There is no better game for a peaceful Saturday evening than Minecraft. You can explore, build, fight monsters or tunnel your way through endless stone while watching math videos from YouTube. Thanks 3Blue1Brown for an excellent Fourier Transform video)!
Inspired by math and data science I wanted to optimize my diamond yield (most valuable mineral in the game). The topic has really been over-analyzed already. My inspiration came from this post on Reddit /r/Minecraft showing odd streaks along the z-axis. Nevertheless, I wanted to see what I could discover on my own.
I started a Jupyter Notebook and searched the Internet for how to read a Minecraft .mca -file. Of course, other people had already done work on this topic years ago, so it didn’t take too long to find a great source and a Python implementation for getting the data.
The area under examination was 1775 chunks from a world where I have ran around slightly generate more chunks. 16×16 chunks that can have a height between 63 and 255 (minimum comes from the sea level) is minimum of 28 627 200 blocks. Because Minecraft does’t save empty chunks of just air, my dataset had 39 870 463 data points.
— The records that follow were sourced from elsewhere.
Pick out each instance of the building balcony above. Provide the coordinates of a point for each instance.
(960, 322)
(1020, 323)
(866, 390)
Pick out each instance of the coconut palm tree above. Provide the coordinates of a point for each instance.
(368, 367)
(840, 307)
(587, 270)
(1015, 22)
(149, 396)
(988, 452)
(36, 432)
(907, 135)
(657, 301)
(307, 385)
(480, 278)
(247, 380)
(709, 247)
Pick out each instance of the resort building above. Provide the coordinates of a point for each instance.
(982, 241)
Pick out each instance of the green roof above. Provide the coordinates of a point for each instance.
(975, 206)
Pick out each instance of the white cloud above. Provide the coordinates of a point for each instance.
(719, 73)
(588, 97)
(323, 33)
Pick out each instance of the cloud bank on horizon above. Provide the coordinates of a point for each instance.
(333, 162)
Based on what I found, I will be mining mainly on level 11 and sometimes at level 6. This maximizes the visibility to high density blocks also above and below me. It might be fastest to ignore the diamonds on level 6 due to high concentration of lava lakes which can easily be bridged over at level 11.
Running on 8 GB of RAM, I found myself running out of memory more than once, so I looked up tips for working with a large dataset using the Python library pandas. I also skipped stone and air as their distribution is not that interesting or relevant. Skipping those most frequent but irrelevant blocks dropped my memory consumption from over 700 MB to 110 MB. Of course, I could skip most of the blocks but I was exploring the data so I wanted to see as much as possible.
On their own, my results are not very significant considering the amount of different Minecraft world that could be generated randomly and the relatively small amount of chunks inspected. So my work assumes that the distribution of diamonds is uniform across random worlds and independent of other variables such as the biome in which they appear.
As next steps, I could take a look at the distribution of other minerals. I’m starting a University course in Information Visualization next month and look forward to graduating to real world datasets.